3. The method of claim 1, wherein the fuzzy matching is performed using a large language model.
4. The method of claim 1, further comprising documenting a rationale for selecting the template.
5. The method of claim 1, further comprising extracting key-value pairs associated with the first table.
6. The method of claim 1, further comprising creating a second table and a third table, the second table comprising non-calculated columns, the third table comprising calculated columns.
7. The method of claim 1, further comprising converting a first formula in a first format of the first sheet into an English text.
8. The method of claim 7, further comprising converting the English text into a second formula in a second format.
9. The method of claim 1, further comprising:
transmitting the report to a user via a communication network; and
displaying the report on a display for the user.
10. A method for converting spreadsheet files, the method comprising:
receiving a first spreadsheet file;
identifying a first table in the first spreadsheet file;
extracting metadata associated with the first table;
identifying a table type by performing fuzzy matching using at least the metadata;
selecting a template based at least on the table type;
creating, using at least a tokenizer, a dependency graph for the first table according to the template;
performing a topological sort on the dependency graph to obtain a topographical order; and
creating a digital document comprising a first sheet, the first sheet being based on the first table and the topographical order, the workbook being stored in a non-volatile memory.

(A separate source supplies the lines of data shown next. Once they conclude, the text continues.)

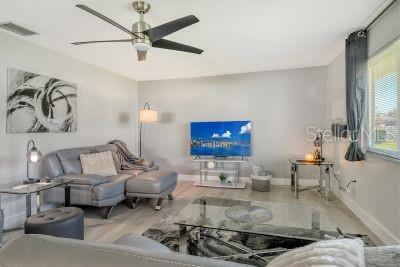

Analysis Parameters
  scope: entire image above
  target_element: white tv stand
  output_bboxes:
[194,157,247,189]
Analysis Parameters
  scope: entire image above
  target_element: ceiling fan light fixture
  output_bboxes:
[133,43,151,51]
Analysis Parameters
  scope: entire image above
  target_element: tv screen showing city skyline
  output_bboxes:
[190,121,252,157]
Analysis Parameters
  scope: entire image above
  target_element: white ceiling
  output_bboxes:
[0,0,387,81]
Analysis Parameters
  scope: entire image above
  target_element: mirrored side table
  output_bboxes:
[289,159,335,201]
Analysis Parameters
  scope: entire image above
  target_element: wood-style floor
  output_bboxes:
[5,181,382,245]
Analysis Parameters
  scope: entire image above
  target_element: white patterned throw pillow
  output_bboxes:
[80,151,117,176]
[267,239,365,267]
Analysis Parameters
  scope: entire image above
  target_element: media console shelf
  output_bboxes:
[194,157,247,189]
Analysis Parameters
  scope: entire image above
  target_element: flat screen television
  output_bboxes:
[190,121,252,157]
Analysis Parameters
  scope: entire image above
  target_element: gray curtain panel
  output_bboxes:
[345,31,368,161]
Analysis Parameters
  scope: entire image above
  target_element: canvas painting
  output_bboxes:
[190,121,252,157]
[7,68,77,133]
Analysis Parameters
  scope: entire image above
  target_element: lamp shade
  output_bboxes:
[26,147,42,163]
[139,108,158,122]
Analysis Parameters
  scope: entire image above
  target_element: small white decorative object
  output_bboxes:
[207,160,215,169]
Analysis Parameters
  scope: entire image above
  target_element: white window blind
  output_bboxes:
[367,39,400,159]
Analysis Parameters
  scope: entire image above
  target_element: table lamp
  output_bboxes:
[24,140,42,184]
[139,103,158,158]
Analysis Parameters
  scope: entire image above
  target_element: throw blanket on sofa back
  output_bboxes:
[110,140,154,171]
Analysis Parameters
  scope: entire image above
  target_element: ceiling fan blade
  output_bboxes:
[152,39,204,54]
[143,15,199,42]
[137,51,147,61]
[76,5,139,38]
[71,39,132,45]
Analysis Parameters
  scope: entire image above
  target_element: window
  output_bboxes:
[367,37,400,159]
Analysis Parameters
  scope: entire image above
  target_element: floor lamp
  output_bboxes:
[139,103,158,158]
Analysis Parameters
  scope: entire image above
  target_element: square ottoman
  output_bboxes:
[125,170,178,210]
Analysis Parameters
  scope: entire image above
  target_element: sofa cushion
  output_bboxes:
[41,153,64,178]
[126,171,178,194]
[0,235,250,267]
[55,174,111,185]
[92,174,132,200]
[80,151,117,176]
[268,239,365,267]
[120,170,145,176]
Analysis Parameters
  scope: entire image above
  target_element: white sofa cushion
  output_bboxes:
[80,151,117,176]
[267,239,365,267]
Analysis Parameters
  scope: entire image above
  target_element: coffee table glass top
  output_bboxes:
[175,197,339,243]
[0,180,71,195]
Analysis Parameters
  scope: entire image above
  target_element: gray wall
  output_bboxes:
[0,33,137,226]
[139,67,326,178]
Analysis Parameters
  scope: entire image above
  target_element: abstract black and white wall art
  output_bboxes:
[7,68,77,133]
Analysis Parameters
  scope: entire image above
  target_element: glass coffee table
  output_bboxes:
[175,197,340,253]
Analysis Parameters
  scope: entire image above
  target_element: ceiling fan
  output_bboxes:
[71,0,203,61]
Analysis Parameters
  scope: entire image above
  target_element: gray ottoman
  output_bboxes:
[125,170,178,210]
[25,207,83,240]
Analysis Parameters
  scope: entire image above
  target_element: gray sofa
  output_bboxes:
[42,144,176,218]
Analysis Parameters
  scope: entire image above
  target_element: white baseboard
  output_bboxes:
[178,174,318,186]
[335,192,400,245]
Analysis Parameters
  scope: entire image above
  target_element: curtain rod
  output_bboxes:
[366,0,398,31]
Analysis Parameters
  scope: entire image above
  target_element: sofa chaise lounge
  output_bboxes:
[42,144,177,218]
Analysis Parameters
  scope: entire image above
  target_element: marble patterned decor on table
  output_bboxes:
[7,68,77,133]
[143,216,374,266]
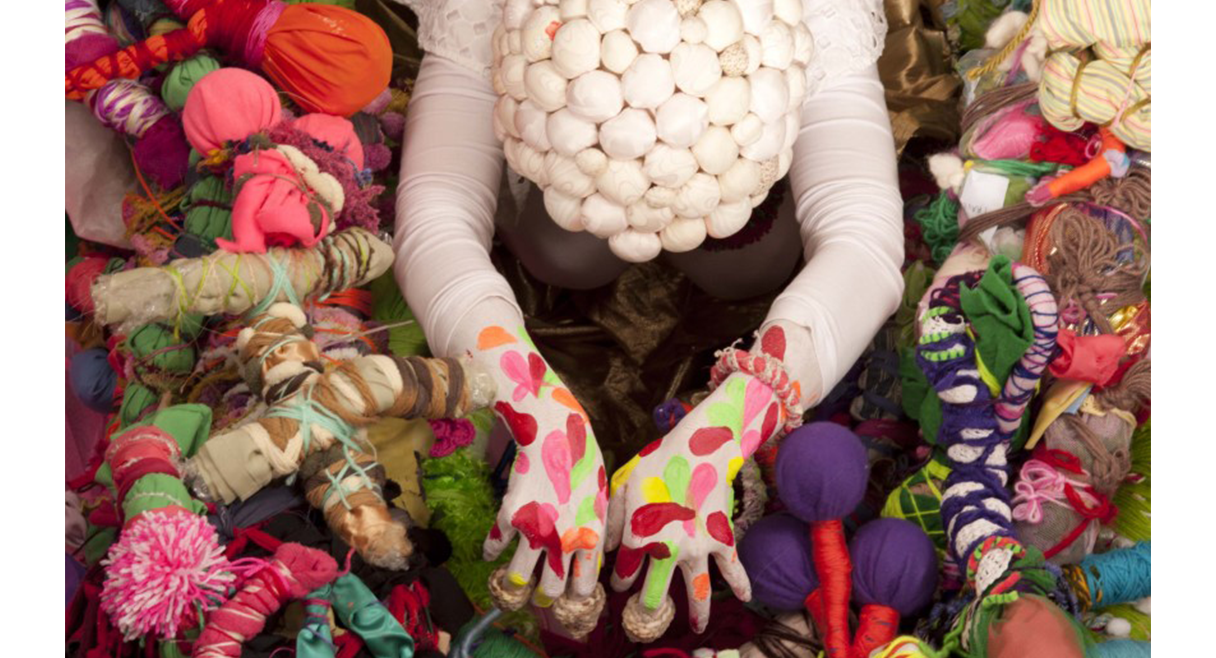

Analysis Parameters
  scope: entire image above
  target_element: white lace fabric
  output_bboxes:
[396,0,886,96]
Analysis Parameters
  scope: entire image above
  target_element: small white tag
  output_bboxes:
[958,169,1009,218]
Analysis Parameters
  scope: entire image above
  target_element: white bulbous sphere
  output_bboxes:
[599,107,655,161]
[519,5,562,62]
[582,195,629,237]
[516,100,551,153]
[705,199,751,238]
[760,21,794,69]
[692,125,739,176]
[494,96,519,140]
[738,0,773,36]
[697,0,743,52]
[625,0,680,55]
[671,171,721,218]
[772,0,803,27]
[739,34,764,75]
[565,71,625,123]
[524,60,568,112]
[557,0,587,22]
[794,23,815,68]
[680,16,709,44]
[502,0,533,30]
[705,78,751,125]
[587,0,629,34]
[545,187,584,231]
[608,229,663,263]
[642,185,680,208]
[671,44,722,97]
[786,63,806,112]
[599,29,637,75]
[545,151,596,199]
[748,67,789,123]
[642,144,697,187]
[739,117,786,162]
[552,18,599,80]
[729,113,764,147]
[620,52,676,109]
[715,158,760,203]
[625,199,676,234]
[574,148,608,178]
[654,94,709,148]
[545,108,599,157]
[499,55,528,101]
[596,158,651,208]
[659,216,706,253]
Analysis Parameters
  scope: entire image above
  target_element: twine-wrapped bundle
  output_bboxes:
[190,304,492,569]
[92,229,393,331]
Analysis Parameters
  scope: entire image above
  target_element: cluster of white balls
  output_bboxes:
[491,0,812,263]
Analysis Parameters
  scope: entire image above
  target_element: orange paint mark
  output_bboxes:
[562,528,599,553]
[692,573,709,601]
[477,326,517,352]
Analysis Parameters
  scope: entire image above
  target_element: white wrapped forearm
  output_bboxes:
[92,229,393,331]
[765,66,903,405]
[395,55,523,356]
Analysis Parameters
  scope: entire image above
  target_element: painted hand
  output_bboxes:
[608,372,786,632]
[475,326,608,604]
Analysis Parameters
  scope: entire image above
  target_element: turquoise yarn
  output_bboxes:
[1081,541,1153,608]
[1086,640,1148,658]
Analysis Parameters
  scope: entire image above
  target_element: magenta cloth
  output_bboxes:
[776,422,869,523]
[1047,327,1127,386]
[212,147,333,253]
[849,518,938,617]
[739,512,820,611]
[181,68,283,157]
[292,113,364,171]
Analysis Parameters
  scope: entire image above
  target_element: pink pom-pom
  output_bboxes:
[364,144,393,171]
[101,511,236,640]
[381,112,405,140]
[135,116,190,190]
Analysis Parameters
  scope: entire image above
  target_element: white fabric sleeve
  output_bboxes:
[393,55,523,356]
[765,64,903,403]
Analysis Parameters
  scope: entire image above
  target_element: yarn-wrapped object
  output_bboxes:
[191,544,338,658]
[849,518,938,657]
[491,0,814,263]
[92,229,393,331]
[63,0,392,117]
[183,304,492,569]
[777,422,869,658]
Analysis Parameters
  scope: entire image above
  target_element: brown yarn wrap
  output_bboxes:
[190,304,480,569]
[91,229,393,332]
[1043,208,1148,333]
[620,592,676,645]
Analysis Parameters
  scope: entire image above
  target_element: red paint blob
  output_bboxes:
[705,512,734,546]
[688,427,734,457]
[629,502,697,536]
[494,401,536,446]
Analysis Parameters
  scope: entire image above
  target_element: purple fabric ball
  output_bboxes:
[776,422,869,523]
[135,116,190,190]
[739,513,820,611]
[849,518,938,617]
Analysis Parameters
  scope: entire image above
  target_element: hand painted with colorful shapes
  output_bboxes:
[608,372,786,632]
[474,326,608,604]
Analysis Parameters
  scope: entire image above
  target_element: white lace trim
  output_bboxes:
[396,0,886,96]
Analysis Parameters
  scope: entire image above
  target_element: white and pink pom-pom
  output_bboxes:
[101,512,236,640]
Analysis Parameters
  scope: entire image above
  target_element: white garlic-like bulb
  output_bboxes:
[490,0,815,261]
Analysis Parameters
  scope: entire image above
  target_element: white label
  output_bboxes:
[958,169,1009,218]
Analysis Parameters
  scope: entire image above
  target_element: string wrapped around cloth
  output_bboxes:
[92,229,393,331]
[63,0,392,117]
[183,304,492,569]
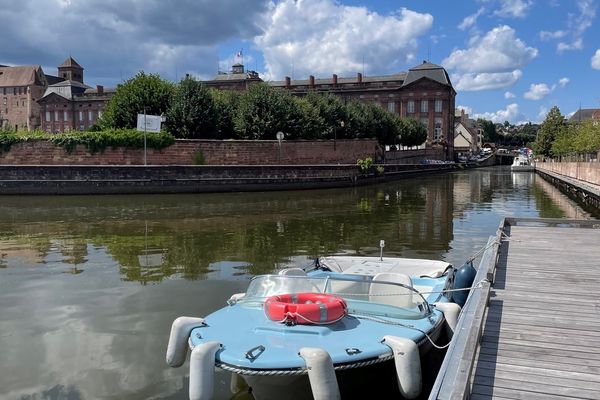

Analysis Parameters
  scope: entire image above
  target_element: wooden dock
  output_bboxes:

11. The method of claim 10, further comprising creating a second sheet of the digital document, the second sheet comprises an adjusted formula based on a workbook structure of the digital document.
12. The method of claim 10, further comprising generating a report for the digital document for displaying on a user interface device.
13. The method of claim 10, further comprising identifying bounding boxes of the first table.
14. The method of claim 10, further comprising creating a second table in the first sheet.
15. The method of claim 10, wherein the first sheet comprises dependencies based at least on the topographical order.
16. A system for converting spreadsheet files, comprising:
a communication interface configured to receive a spreadsheet file;
a memory;
a non-volatile storage storing instructions; and
a processor configured to execute the instructions to:
identify a first table within the spreadsheet file;
extract metadata associated with the first table;
identify a standard object for an input sheet by comparing the metadata to standard object patterns;
identify, using fuzzy matching, a standard report for an output sheet by matching the metadata to standard report signatures;
create a dependency graph for the first table based on a selected template;
perform a topological sort on the dependency graph;
generate a workbook comprising a first sheet based on the first table and the dependency graph;
store the workbook in the non-volatile storage; and
generate a report for the workbook.
17. The system of claim 16, wherein the communication interface is configured to send the metadata to a cloud server for processing using large language models.
18. The system of claim 16, wherein the memory stores the metadata and the dependency graph.
19. The system of claim 16, wherein the processor is configured to identify a plurality of tables within the spreadsheet file.
20. The system of claim 16, wherein the processor is configured to identify borders associated with the first table.